So, for this man to have been an invalid for 38 years suggests that he is not near death, but perhaps lame to the point of being almost helpless.
He explains to Jesus that he has no one to help him get into the water when it is disturbed, and apparently by the time he is able to maneuver his way there, someone else beats him into the pool. He is, in other words, virutally helpless.
We have to ask ourselves, “How does he get to the pool, if no one is there to put him in.” Perhaps he has a family, or a friend and each day this person, or these people bring him to the Pool of Bethesda. They may bring him early in the morning because they must then spend the rest of their day working to provide for their family. Maybe they leave him there each day with a small lunch, a quick prayer, and the promise to return for him that evening. We can only guess, but while at the Pool, he is alone.

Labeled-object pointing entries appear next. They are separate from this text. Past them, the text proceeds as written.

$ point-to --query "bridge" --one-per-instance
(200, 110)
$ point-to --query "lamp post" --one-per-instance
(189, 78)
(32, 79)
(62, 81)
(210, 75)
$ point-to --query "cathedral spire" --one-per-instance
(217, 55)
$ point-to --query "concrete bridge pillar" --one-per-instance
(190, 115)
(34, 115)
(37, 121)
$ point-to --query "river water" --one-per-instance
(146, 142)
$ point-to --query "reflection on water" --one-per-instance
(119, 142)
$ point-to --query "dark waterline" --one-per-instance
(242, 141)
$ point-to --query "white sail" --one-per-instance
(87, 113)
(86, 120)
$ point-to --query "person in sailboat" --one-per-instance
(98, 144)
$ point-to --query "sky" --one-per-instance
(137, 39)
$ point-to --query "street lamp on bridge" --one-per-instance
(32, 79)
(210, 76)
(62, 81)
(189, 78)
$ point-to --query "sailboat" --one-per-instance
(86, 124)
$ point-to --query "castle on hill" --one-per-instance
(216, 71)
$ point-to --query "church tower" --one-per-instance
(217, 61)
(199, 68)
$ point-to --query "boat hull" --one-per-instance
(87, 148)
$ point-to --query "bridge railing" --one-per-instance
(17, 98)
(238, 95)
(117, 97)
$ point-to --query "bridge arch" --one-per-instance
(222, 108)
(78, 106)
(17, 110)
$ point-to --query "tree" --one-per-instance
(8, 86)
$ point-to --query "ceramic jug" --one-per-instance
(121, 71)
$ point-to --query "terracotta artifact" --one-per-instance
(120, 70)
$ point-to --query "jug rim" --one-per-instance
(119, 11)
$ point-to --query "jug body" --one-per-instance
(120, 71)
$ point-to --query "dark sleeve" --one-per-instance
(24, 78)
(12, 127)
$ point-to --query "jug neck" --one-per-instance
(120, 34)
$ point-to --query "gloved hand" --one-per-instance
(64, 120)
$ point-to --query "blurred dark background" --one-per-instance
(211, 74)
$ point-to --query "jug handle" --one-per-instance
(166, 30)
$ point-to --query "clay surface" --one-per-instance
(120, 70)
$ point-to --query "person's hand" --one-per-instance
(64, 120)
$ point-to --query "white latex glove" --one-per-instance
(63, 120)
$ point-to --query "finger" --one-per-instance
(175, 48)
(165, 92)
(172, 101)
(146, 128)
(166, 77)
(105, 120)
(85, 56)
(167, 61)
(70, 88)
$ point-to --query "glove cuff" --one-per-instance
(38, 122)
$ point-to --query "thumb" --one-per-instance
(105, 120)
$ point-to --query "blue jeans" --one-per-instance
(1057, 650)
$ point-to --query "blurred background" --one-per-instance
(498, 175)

The Question Jesus Asks and The Question The Man Answers
John tells us that Jesus saw the man lying by the Pool, and then Jesus must have asked either him or those around him, “How long has he been sick?” John says Jesus learned the man had been an invalid for 38 years.
Then Jesus asks the man a simple question — “Do you want to get well?”
Our first thought is, of course he wants to get well. But maybe not. Haven’t you known people who enjoyed their illness? Oh, not serious illness, but some kind of mysterious, chronic condition that they seem to enjoy talking about and which gives them some power or family position that they otherwise would not have.
So, Jesus is asking, “Do you want to get well?” As opposed to staying the way you are.
Here’s the funniest example of that in the Bible that I can think of. Remember from the book of Exodus, when Moses was trying to persuade Pharaoh let God’s people go free? Pharaoh was a tough guy and did not want to free the Hebrews who did the manual labor in his kingdom.
So, to get Pharaoh’s attention, God sends a series of plagues. Ten to be exact, and one of the plagues was the plague of frogs. That’s right, frogs. Apparently, there were frogs everywhere in Egypt. Frogs in the garden, frogs in the living room, frogs in the kitchen, frogs in the soup, frogs in your bed. Everywhere you looked or stepped, every door you opened, every cupboard you went to, every jar you uncorked contained at least one frog.
So, Moses goes to Pharaoh, and says, “Pharaoh, I can make these frogs go away if you will let my people go.”
Pharaoh’s response is classic — “Okay, I’ll think about it. Give me one more night.” I preached a sermon one time called, “One More Night with the Frogs.” I think I might have borrowed the title from someone, but I thought it was a great story.
So, who knows what the lame man is going to say when Jesus asks him, “Do you want to get well?”
But rather than say, “You bet I do.” or “Absolutely, yes.” Or even “let me think about it one more night” the lame man begins this long elaborate explanation about why he can’t get well.
“Sir,” the invalid replied, “I have no one to help me into the pool when the water is stirred. While I am trying to get in, someone else goes down ahead of me.”
The lame man thought his fate rested on having someone to help him into the pool. He could not imagine another scenario, another way to be well. He had spent the past 38-years coming to the Pool of Bethesda because that was the only answer he could see to his problem.
Whatever doctors he had been to had given up on him, so he knew doctors were not going to make him well. The variety of herbal concoctions that his family and friends and neighbors had made for him had not done any good, so he knew the folk remedies weren’t going to make him well.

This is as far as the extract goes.